Let $T(f)(y)=\int_0^\infty K(x,y)\cdot f(x)dx$, $\,$ show $\,$ $\Vert T(f) \Vert _p \le C\cdot \Vert f \Vert _p$ Now here is the full statement.

Let $K:(0, +\infty) \times (0, +\infty) \rightarrow \Bbb R$ be a Lebesgue measurable function with $K(kx,ky)=k^{-1}K(x,y)$ for every $k>0$ and let
  $$\int_0^\infty |K(x,1)|\cdot x^{-\frac 1p}\,dx=C<\infty$$
  For some $p\in[1,\infty]$. If $f\in L^p$ show that the function
  $$T(f)(y)=\int_0^\infty K(x,y)\cdot f(x)\,dx$$
  is well defined for almost every $y\in (0,+\infty)$ and satisfies $\Vert T(f) \Vert _p \leq C \Vert f \Vert _p$.

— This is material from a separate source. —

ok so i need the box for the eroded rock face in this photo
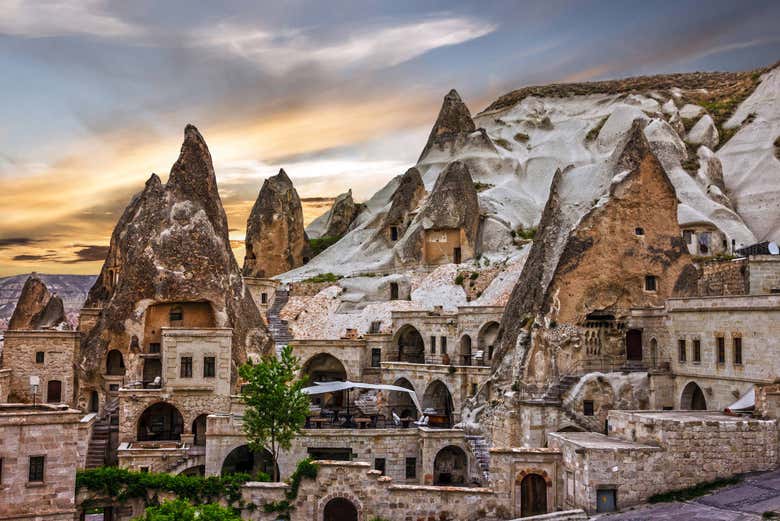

I've been using inequalities for hours and got nowhere. I tried using Hölder's inequality and Tonelli's Theorem in many ways and got frustrated everytime. Any idea would help me a lot.
 A: Observe we have
\begin{align}
\|T(f)\|_p =& \left(\int^\infty_0 \left|\int^\infty_0 K(x, y)f(x)\ dx \right|^p\ dy\right)^{1/p}\\
=&\ \left(\int^\infty_0 \left|\int^\infty_0 K(u, 1)f(yu)\ du \right|^p\ dy\right)^{1/p}.
\end{align}
Then by Minkowski's integral inequality (essentially triangle inequality), we have
\begin{align}
\|T(f)\|_p \leq&\ \int^\infty_0 |K(u, 1)|\left( \int^\infty_0 |f(yu)|^p dy\right)^{1/p}\ du\\
=&\ \int^\infty_0|K(u, 1)|u^{-1/p}\left(\int^\infty_0 |f(x)|^p\ dx \right)^{1/p}\ du.
\end{align}
Edit: If $p \in [1, \infty)$, then we know that $C^\infty_0(\mathbb{R})$ is dense in $L^p(\mathbb{R})$. 
Since the above estimate holds on $C^\infty_0(\mathbb{R})$ then it extends uniquely
to all of $L^p(\mathbb{R})$. Since $T(f) \in L^p$ then we know that the set of $y \in \mathbb{R}$ such that $T(f)(y)=\infty$ is measure zero. 
In the case $p=\infty$, we see that
\begin{align}
|T(f)(y)| =&\  \left|\int^\infty_0 K(u, 1) f(yu)\ du\right|\\
\leq &\ \int^\infty_0 |K(u, 1)|\ du\cdot \|f\|_{L^\infty}.
\end{align}
Hence $T$ is well-defined for all $f \in L^\infty$.